No one can be here long without feeling burdened by history. Over the last century, Vilnius’ national identity changed half a dozen times, with control passing among Russia, Poland, Germany and the Soviet Union as well Lithuania, which won and lost its independence several times. In the process, hundreds of thousands of people were slaughtered, exiled and/or suppressed for cultural or political reasons.
That said, the city has produced more than its share of writers, artists, musicians and institution-builders, across its ethnic and religious spectrum. Names and busts of such people as Romain Gary, Jasha Haifetz, and Adam Mickiewicz show up on buildings marking their former homes. It’s not even the largest city in the Baltics (that would be Riga, in neighboring Latvia) but Vilnius has an outsize place in history.
That goes double or triple for Jewish history. Until the Nazis wiped it out, the Jewish community of Vilna was preeminent, known for its scholarship and enterprise. It was the capital of the Litvaks – Jews who settled from the 15th century in what was once the Polish-Lithuanian Commonwealth, and who, by the 20th century, had founded or overseen pretty much all of the world’s most important Jewish institutions, from the pastrami sandwich to the Hebrew University.

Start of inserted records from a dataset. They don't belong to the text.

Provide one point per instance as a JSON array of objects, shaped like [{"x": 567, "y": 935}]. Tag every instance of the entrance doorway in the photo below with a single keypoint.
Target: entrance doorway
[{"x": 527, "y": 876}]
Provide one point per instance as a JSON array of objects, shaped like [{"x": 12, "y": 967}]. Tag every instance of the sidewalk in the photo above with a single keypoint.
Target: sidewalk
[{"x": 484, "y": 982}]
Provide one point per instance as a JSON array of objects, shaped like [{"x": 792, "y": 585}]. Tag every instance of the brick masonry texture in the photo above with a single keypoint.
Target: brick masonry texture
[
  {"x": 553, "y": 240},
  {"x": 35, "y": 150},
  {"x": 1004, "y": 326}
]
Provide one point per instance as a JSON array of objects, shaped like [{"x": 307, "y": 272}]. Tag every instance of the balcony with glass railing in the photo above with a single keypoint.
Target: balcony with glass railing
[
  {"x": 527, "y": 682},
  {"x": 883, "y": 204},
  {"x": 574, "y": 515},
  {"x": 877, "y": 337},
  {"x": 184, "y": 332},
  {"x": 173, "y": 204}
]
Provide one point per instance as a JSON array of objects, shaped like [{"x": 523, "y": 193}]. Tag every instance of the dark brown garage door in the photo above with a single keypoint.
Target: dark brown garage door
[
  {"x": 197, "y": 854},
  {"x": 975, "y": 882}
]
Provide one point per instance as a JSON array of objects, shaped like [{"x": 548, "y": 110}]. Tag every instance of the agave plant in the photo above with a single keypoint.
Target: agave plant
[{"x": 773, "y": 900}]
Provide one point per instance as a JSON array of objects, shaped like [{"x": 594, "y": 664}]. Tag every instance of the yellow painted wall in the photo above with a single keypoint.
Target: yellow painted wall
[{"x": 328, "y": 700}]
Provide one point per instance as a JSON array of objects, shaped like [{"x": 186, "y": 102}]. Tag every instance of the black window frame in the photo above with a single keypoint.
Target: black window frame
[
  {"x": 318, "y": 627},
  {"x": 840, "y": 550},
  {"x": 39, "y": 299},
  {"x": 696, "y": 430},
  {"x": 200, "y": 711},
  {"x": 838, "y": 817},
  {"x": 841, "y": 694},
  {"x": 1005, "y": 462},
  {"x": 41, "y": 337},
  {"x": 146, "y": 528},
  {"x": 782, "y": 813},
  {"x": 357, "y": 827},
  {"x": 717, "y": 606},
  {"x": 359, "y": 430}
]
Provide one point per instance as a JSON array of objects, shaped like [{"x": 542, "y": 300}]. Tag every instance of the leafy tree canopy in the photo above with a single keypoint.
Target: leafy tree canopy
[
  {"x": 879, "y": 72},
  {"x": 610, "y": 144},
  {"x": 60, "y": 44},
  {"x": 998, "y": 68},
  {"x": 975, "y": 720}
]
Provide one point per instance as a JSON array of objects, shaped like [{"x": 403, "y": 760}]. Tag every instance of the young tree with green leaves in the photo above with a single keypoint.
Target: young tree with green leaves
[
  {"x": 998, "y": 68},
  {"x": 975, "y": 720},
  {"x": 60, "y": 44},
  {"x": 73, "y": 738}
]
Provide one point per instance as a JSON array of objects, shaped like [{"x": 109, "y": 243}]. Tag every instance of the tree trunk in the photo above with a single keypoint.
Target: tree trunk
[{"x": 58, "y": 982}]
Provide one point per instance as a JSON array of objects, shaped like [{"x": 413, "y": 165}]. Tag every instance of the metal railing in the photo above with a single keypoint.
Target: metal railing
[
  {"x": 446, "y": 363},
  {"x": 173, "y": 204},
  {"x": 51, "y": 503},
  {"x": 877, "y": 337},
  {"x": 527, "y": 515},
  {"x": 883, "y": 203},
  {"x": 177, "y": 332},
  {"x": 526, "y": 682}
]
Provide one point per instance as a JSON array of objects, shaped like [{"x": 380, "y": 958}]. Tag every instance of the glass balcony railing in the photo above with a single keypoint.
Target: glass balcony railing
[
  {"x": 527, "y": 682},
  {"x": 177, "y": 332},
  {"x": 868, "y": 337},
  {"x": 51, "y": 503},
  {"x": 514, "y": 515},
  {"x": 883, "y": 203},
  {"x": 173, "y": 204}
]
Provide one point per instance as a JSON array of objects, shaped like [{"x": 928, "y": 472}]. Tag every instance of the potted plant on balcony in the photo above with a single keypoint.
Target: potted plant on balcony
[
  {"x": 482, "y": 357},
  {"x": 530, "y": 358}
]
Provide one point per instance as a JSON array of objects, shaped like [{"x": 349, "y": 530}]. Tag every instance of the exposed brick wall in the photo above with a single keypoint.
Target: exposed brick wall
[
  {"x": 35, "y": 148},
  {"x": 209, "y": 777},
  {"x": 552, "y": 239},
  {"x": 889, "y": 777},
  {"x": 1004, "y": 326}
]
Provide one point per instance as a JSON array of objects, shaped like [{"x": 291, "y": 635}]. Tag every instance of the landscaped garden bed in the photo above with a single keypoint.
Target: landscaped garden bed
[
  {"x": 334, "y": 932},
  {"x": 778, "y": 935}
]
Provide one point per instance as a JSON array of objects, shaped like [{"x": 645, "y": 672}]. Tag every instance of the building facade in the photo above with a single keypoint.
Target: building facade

I say that as at least a five-eighths Litvak, but it’s not just me bragging. A Philadelphia rabbi I know named Bob Tabak once wrote an academic paper in which he made the same case by analyzing U.S. immigration records by city of arrival. The communities that produced the most dynamic and important Jewish institutions – religious and secular both – were those with the highest share of Litvak immigrants, he claimed.
It’s also objectively true that Litvaks comprise the overwhelming majority of the Jews of South Africa, who have been active in all facets of that country’s dramatic history since 1900.
But back to Vilna. I took a walk this morning past the neighborhood that once was the city’s Jewish heart. The Great Synagogue of Vilna was here, along with numerous smaller prayer houses and libraries that by the 1930s held tens of thousands of precious books and records dating back to the 1500s. The area had been known as a center for Jewish learning since then, but it became particularly revered during the time of a rabbi named Eliyahu, whose vast learning and erudition earned him the nickname “Gaon” or genius. Today the Vilna Gaon’s former residence is marked by a rather odd statue:

After 1941 the Germans turned the area into a locked ghetto, looted the books and murdered most of the inhabitants in a nearby forest area called Ponar. When the Red Army retook Vilna, the neighborhood was a shell; the Soviets ultimately razed what was left. Today it’s a small, disheveled park with a childrens’ playground.

Nearby, on a wall, a plaque recalls what happened here. The inscription, in LIthuanian and Yiddish, says “On September 7, 1941 in this street, more than 2,000 Jews were driven together, who later were killed in Ponar.”